Tepatnya pada hari jumat pon, tanggal 28 Nopember 1980, Gereja yang diberi nama Santo Yohanes Pembaptis yang berada di stasi Walikukun, diberkati oleh Bapa Uskup Yohanes Klooster yang pada waktu itu dihadiri oleh umat cukup banyak, diantaranya dari Ngawi, - Ngrambe, - Widodaren, - Mantingan, - Sine, - Kedunggalar, - dan seluruh umat dari stasi Walikukun sendiri.

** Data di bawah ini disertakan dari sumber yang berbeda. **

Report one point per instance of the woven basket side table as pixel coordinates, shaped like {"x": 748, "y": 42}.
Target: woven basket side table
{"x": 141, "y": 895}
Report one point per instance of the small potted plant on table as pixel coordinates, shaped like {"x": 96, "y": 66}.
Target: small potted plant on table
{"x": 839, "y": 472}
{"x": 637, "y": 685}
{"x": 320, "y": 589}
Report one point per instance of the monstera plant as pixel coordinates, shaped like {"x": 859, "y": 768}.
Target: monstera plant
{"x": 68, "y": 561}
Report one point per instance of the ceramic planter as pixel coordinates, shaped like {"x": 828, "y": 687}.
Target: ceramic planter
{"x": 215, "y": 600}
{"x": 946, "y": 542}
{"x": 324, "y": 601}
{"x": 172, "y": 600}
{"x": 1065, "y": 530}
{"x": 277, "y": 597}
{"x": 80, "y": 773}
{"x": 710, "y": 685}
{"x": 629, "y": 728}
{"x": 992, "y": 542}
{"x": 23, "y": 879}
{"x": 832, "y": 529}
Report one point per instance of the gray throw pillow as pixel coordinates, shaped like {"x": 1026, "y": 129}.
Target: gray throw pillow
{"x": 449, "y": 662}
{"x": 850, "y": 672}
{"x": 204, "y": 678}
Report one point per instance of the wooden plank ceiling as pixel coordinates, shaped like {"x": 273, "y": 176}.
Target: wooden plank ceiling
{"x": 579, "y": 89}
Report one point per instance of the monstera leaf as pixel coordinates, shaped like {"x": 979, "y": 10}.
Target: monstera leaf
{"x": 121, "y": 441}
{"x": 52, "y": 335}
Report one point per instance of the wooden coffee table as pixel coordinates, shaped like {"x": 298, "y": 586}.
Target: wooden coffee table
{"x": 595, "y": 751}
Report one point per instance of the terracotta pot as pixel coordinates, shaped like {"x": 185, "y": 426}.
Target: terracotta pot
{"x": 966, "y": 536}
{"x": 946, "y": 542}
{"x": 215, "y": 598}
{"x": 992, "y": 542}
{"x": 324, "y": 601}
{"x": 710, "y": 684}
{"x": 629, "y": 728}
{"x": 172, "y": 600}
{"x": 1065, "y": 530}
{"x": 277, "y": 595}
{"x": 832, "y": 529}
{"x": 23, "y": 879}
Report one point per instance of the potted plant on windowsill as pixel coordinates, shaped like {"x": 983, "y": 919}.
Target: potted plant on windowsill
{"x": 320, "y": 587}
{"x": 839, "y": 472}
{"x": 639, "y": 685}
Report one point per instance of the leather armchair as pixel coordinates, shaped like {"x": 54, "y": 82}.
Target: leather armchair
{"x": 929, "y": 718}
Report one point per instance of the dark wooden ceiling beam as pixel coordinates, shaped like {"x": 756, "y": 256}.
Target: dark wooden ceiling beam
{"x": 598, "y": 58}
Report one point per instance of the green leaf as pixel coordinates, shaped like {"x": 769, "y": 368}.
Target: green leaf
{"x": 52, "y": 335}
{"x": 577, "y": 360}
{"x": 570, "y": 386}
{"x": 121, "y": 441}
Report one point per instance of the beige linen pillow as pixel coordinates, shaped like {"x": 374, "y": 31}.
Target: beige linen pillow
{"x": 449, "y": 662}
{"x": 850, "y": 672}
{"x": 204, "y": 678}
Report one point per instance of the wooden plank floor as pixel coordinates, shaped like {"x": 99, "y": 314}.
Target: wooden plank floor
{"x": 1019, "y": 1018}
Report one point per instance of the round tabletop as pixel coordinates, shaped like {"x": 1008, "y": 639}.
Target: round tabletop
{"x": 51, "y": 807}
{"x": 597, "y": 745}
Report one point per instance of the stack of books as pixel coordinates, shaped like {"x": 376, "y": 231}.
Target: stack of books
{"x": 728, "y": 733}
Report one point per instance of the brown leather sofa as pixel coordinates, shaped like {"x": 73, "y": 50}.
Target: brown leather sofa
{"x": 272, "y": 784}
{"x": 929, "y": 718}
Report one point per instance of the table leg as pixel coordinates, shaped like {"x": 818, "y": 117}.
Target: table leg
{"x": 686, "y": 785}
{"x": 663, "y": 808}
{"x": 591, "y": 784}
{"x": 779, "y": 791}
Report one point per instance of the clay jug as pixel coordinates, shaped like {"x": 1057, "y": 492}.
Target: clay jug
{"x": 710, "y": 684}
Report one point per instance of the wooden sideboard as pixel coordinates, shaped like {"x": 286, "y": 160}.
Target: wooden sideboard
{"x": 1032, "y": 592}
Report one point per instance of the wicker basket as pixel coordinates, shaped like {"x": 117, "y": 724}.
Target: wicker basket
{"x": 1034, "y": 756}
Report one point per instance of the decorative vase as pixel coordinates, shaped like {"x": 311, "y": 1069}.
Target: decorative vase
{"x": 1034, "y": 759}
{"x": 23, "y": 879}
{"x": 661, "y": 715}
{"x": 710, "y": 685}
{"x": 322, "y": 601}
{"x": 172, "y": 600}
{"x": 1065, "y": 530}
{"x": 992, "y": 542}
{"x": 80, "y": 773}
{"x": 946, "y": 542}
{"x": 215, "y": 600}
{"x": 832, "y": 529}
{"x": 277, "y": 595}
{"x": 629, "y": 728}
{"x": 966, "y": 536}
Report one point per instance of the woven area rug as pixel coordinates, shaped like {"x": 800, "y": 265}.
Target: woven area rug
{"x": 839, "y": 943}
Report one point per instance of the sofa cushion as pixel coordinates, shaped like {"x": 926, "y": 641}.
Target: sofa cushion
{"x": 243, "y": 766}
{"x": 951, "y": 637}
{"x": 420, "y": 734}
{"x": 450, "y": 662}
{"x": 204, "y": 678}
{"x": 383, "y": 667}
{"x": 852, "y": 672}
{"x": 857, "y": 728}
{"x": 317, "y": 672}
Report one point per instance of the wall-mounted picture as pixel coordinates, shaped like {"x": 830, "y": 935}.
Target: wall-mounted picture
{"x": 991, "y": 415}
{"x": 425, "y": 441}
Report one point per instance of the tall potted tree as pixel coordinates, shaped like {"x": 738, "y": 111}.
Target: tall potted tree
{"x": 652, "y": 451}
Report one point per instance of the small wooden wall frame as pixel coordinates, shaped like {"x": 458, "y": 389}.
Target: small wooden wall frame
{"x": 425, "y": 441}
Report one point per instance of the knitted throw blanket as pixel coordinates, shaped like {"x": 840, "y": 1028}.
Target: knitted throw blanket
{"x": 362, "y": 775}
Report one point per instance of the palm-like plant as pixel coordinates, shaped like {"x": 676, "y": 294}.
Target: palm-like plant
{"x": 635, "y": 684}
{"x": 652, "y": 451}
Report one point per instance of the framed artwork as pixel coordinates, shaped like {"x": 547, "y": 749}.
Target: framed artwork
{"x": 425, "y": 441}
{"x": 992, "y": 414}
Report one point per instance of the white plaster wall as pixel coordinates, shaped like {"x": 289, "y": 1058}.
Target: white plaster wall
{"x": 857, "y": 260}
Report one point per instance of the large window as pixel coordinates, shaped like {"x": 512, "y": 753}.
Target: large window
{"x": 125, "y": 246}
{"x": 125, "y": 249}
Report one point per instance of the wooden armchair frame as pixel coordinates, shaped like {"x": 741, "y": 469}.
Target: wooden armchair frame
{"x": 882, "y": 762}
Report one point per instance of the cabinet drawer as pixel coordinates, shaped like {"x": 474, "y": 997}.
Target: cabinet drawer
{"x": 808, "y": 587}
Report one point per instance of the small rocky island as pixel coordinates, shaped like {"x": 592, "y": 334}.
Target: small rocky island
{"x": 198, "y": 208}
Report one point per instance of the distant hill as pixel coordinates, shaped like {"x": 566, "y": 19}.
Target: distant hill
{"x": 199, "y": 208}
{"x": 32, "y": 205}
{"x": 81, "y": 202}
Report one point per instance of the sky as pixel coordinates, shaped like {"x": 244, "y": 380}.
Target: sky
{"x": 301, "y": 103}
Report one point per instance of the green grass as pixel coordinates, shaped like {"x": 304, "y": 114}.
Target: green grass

Pada waktu itu Bapak Panuju, selaku Bupati Kepala Daerah Tingkat II Kabupaten Ngawi juga hadir dan memberikan sumbangan pembangunan untuk gereja sebesar Rp.250.000,-

 

Perlu diketahui bahwa Gereja Katolik “Santo Yohanes Pembaptis” Walikukun berdiri di atastanah Negara bekas Reglement Van Eugendom ( RVE ) nomor : 1940, seluas + 3150 m2 ( berdasarkan pengukuran dari Kantor Badan Pertanahan Nasional Kabupaten Ngawi ), yang terletak di Dusun Kedungprawan, Desa Gendingan, Kecamatan Widodaren, Kab. Ngawi dan tercatat atas nama TIK YAT KIE.

Tanah tersebut secara pisik telah dikuasai Badan Gereja Katolik Paroki Santo Yusuf Ngawi, sejak tahun 1976. Dan Tanah gereja ini telah memiliki sertifikat dengan status Hak Milik No.376 tanggal 17 april 2003 yang diterbitkan oleh Badan Pertanahan Nasiosal, Kabupaten Ngawi.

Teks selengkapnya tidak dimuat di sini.